Enes b. Mâlikin (r.a) bildirdiğine göre Hz. Peygamber (s.a.v) şöyle buyurmuştur:
"Kıyamet günü insanlar saf saf dizilir. Cennet ehli de saf saf olur. O sırada cehennem ehlinden bir kişi cennet ehlinden birine uğrar ve, 'Ey falan! Hatırladın mı sen su istemiştin de ben sana bir içimlik su vermiştim'der. (Bu iyiliğini bahane ederek şefaat diler). Adam, o kimseye şefaat eder. Yine cehennemlik olan bir başka adam, cennetlik olan bir başkasının yanından geçer ve ona, 'Sana abdest suyu verdiğimi hatırlıyor musun?'der. (Bu iyiliği için kendisine şefaat ister. Oda hatırlar) ve ona şefaat eder."

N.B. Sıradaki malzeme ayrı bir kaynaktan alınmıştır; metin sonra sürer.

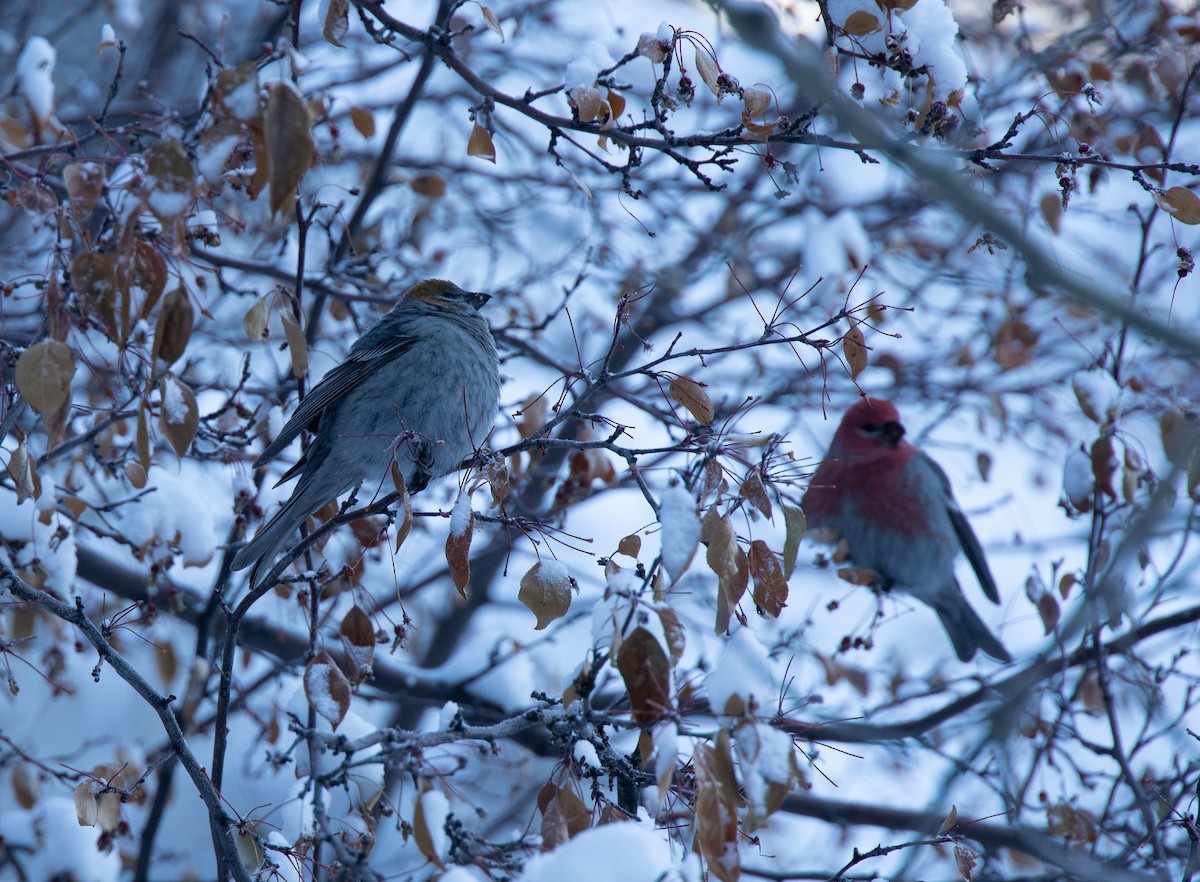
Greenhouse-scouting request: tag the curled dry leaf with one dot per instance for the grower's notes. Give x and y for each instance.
(289, 145)
(646, 669)
(363, 120)
(171, 181)
(630, 545)
(859, 24)
(84, 183)
(337, 22)
(459, 556)
(796, 526)
(1181, 204)
(853, 347)
(237, 93)
(717, 809)
(87, 805)
(298, 347)
(43, 376)
(327, 688)
(405, 519)
(179, 418)
(493, 23)
(693, 396)
(546, 592)
(755, 492)
(255, 321)
(769, 586)
(480, 144)
(95, 285)
(174, 327)
(23, 472)
(432, 186)
(709, 71)
(951, 821)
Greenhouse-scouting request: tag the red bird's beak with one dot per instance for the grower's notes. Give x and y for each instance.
(892, 432)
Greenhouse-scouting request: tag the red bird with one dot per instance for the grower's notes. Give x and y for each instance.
(894, 508)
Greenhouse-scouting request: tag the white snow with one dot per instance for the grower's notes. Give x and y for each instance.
(592, 59)
(586, 754)
(743, 672)
(35, 77)
(681, 528)
(629, 851)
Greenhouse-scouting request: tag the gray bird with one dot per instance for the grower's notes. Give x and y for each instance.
(419, 388)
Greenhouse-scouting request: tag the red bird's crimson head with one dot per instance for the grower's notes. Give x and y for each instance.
(869, 425)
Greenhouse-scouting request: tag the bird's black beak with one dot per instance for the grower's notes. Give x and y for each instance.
(892, 432)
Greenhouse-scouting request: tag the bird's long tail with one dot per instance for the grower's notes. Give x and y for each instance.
(967, 630)
(313, 491)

Diğer rivayette şu kısım da vardır:
"Cehennemlik olanlardan biri cennetlik olanlardan birine gelir ve, 'Ey falan! Beni şöyle şöyle bir işe gönderdiğin günü hatırlıyor musun? Ben o gün senin için gitmiştim (Bu sözüyle şefaatini ister). Cennetlik olan kimse de ona şefaat eder."( İbn Mâce, Edeb, 8 (nr. 3684); İbn Ebüd-Dünya, İstinâu'l-Ma'rûf, nr.20.)

Emîrü'l-müminin Hz. Ali (r.a) der ki:
"Müslümanların hayırlısı, müslümanlara yardım eden ve faydalı olandır."( Şa'rânî, Tenbîhü'l-Muğterrin, s. 349.)
Muhammed b. Hanefiyye'nin (r.a) bir sözü: "İyilik yapan düşmez, düşse bile kırılmaz."( Şa'rânî, Tenbîhü'l-Muğterrin, s. 349.)
Muhammed b. Suka (k.s), "Bir insan, müslüman kardeşinin ihtiyacını görürse, Allah Teâlâ da ona çok yüksek dereceler verir" demiştir.

İbn Abbas (r. ah), "Bir din kardeşini sevindiren kimse, kıyamet günü Allah'ın azabından emin olan kimseler arasında yer alır" demiştir.( Şa'rânî, Tenbîhü'l-Muğterrin, s. 352.)

Hasan b. Salih (rah) der ki: "İyilik yapmak, bedende kuvvet, kalpte nur, gözde ışıktır. Kötülük
yapmak ise bedende gevşeklik, kalpte karanlık ve gözde körlüktür."

İmam Mücâhid (rah) der ki: "Kişi evlâdının iyiliği ile mezarında güzel müjdelere ulaşır."

Muhammed Bakır (r.a) demiştir ki: "Dünyada insana en iyi yardımcı, din kardeşlerine iyiliktir."( İbnü'l-Cevzî, Sıfatû's-Safve, 1/460; Şa'rânî, Tabakatü'l-Kübrâ, 1/32.)
Şa'bî (rah) şöyle der: "Dünyada iyi bir şey bırakana, Allah Teâlâ ona âhirette daha hayırlısını
verir."( Ebû Nuaym, Hilyetü'l-Evliyâ, 4/312.)

İbn Abbas (r.a) diyor ki: "Müslümanlardan bir ailenin bir aylık, bir haftalık veya Allah'ın dilediği
zamana kadar geçimini temin etmem, benim için ikinci kez hac yapmaktan daha iyi ve daha faziletlidir."

Müminlerin emîri Hz. Ali (r.a) şöyle demiştir:
"İhtiyacını karşılayabileceğimi veya benim vasıtamla işlerinin kolaylaşacağını umarak bana gelen bir kimsenin ihtiyacını karşılamaktan daha büyük bir nimet bilmiyorum. Bir müslümanın ihtiyacını karşılamak, benim için, dünya dolusu altın ve gümüşümün olmasından daha iyidir."

Şu söz de onun: "Her kişinin kıymeti, yaptığı iyilikle belli olur."( Mâverdî, Edebü'd-Dünyâ ve'd-Dîn, s. 63.)